Weekly Market Wrap 01-05 /June/2020

Unexpectedly, the US starts to add jobs

Marius Paun | London, UK | Senior dealer | Friday 05th June 2020

The US Labour Department release the non-farm payrolls data on Friday, showing employers added 2.5 million jobs last month with unemployment rate sliding to 13.3%. The market expected a drop of more than 8 million jobs and the unemployment rate to shoot past 20%. As a consequence, the Dow Jones opened 700 points higher and now an increasing number of analysts think the V shape recovery in stocks is the favourite. The shockingly good result was well received by the markets despite the widespread riots in the US.

We had the Caixin Manufacturing PMI numbers from China for May unexpectedly rose to 50.7 (indicating expansion) versus predictions for 49.6. The output posted a strong gain, a record since 2011 but external demand is still lagging. There is still ongoing tensions with the US but so far China is well on its rebound from lockdown.

EU-UK talks on a new trade deal between the two sides began on Tuesday and already the Chief European Negotiator, Michel Barnier looked hardly optimistic about the outcome. However, he wrote to the UK MPs saying the European Union is willing to accept an extension of up to two years to allow for the new trade deal.

Interestingly the Times reported the UK side is expected to signal some compromise on the sticky point of fisheries if the European Union back off from its demands on regulatory alignment. On the other hand, the Bank of England warned the UK banks to step plans for a no-deal Brexit.

Meanwhile UK May manufacturing PMI came in at 40.7 showing the British factories suffered a sharp fall in activity but at least the figures are better than April at 32.6.
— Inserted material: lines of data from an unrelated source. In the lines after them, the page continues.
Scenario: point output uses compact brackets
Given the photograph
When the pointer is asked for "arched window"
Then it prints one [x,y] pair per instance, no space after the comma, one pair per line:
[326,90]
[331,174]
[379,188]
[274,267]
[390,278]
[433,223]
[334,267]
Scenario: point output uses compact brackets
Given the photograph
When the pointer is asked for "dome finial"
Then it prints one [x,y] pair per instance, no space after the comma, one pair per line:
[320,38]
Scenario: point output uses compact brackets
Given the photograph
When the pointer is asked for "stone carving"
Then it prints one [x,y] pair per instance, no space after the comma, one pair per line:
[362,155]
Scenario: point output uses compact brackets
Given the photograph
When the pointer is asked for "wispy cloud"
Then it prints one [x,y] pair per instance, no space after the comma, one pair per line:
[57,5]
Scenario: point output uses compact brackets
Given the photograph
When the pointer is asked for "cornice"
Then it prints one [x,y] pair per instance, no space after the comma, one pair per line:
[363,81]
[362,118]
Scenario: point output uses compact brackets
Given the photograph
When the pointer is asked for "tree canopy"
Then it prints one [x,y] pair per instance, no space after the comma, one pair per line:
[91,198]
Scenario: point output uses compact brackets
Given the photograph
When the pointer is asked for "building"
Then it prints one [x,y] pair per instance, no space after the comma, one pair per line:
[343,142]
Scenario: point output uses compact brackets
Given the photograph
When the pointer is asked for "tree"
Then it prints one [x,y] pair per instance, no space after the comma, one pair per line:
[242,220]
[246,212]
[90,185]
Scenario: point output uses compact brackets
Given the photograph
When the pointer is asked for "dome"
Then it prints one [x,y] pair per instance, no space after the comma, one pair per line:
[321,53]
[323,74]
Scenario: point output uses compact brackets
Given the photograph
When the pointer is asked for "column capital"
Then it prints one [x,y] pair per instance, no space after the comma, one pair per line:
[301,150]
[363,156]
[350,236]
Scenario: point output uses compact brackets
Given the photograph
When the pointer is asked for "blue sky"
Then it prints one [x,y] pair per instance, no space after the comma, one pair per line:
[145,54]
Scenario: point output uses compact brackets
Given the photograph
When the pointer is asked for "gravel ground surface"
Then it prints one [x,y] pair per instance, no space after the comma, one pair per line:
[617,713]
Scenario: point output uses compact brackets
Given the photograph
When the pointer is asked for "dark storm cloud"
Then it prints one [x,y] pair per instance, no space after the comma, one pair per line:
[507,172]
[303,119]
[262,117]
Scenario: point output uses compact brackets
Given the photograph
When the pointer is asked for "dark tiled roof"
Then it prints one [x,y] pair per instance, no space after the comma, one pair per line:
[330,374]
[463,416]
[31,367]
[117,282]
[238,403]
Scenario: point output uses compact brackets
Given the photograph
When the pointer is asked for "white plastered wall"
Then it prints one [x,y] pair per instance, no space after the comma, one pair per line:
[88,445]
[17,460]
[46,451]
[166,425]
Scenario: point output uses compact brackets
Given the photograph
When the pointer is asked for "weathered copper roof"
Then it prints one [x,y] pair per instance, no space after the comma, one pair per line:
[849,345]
The European Central Bank had its monetary policy meeting on Thursday where it lowered the GDP prediction for 2020 to drop by 8.7% and also cut the inflation forecast. Yet the President Christine Lagarde said in her opening statement ‘the economy shows signs of bottoming out’.

Gold moved below the $1700 mark going into weekend as the positive data for the US employment reignited the risk-on sentiment.

The Reserve Bank of Australia left its benchmark interest rate unchanged at 0.25% at the latest monetary policy meeting on June 2nd. It also promised not to raise the rate until ‘progress is made towards full employment and inflation target’.

We learned over the last weekend that the Algerian Energy Minister proposed to bring the OPEC+ meeting forward to this weekend scheduled initially to take place on June 9-10. At some point the meeting was in danger of not taking place because of disputes over compliance to sticking to production quotas.

Meanwhile the Department of Energy released its weekly stats showing the US crude inventories dropped by 2.07 million barrels versus estimates for a build of 300,000 barrels. The US crude prices continued to rally coming within touching distance of $40 per barrel on Friday afternoon.